In phishing, the perpetrator sends out legitimate-looking e-mails, appearing to come from some of the Web's most popular sites, in an effort to obtain personal and financial information from individual recipients. But in pharming, larger numbers of computer users can be victimized because it is not necessary to target individuals one by one and no conscious action is required on the part of the victim. In one form of pharming attack, code sent in an e-mail modifies local host files on a personal computer. 

The host files convert URLs into the number strings that the computer uses to access Web sites. A computer with a compromised host file will go to the fake Web site even if a user types in the correct Internet address or clicks on an affected bookmark entry. Some spyware removal programs can correct the corruption, but it frequently recurs unless the user changes browsing habits...to know more, visit - TechTarget.

How Pharming Works

Pharming attacks do not take advantage of any new technique. They use the well known...

* DNS Cache Poisoning
* Domain Spoofing
* Domain Hijacking Techniques

...that have been around for quite long. However, the motives of carrying out these attacks have changed.

Earlier they were interested in just disrupting services and causing nuisance. But now, the game has become a matter of money than that of chest thumping. These techniques continue to exist because administrators and website owners don’t care to secure and monitor their DNS servers while they have invested millions of dollars in application firewalls.
How a typical pharming attack is carried out:

1. The attacker targets the DNS service used by the customer. This server can be a DNS server on the LAN or the DNS server hosted by an ISP for all users. The attacker, using various techniques, manages to change the IP address of ‘www.nicebank.com’ to the IP address of a web server which contains a fake replica of nicebank.com.
2. User wants to go the website ‘www.nicebank.com’ and types the address in the web browser.
3. User’s computer queries the DNS server for the IP address of ‘www.nicebank.com’.
4. Since the DNS server has already been ‘poisoned’ by the attacker, it returns the IP address of the fake website to the user’s computer.

The user’s computer is tricked into thinking that the poisoned reply is the correct IP address of the website. The user has now been fooled into visiting fake website controlled by the attacker rather than the original www.nicebank.com website.

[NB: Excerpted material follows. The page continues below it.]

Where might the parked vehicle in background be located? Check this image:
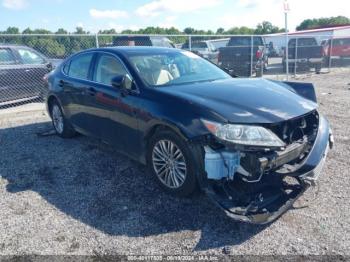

Once the attacker has managed to get the user to visit the fake website, there are many ways in which the user can be tricked into revealing his / her credentials or giving out personal information. The beauty, or let’s say, the notoriety of pharming over phishing is evident from the fact that one successful attempt in poisoning the DNS server can be potentially used to trick all the users of that DNS service. Much less effort and wider impact than phishing...to read more, go to - UKEssays.
What Can Be Done

First off, it’s useful to know that DNS servers are usually owned by the ISP that you use. As such, in order to avoid pharming attacks against DNS servers, make sure you pick a reliable ISP. Good ISPs will know about pharming and will have countermeasures to protect their servers from being poisoned.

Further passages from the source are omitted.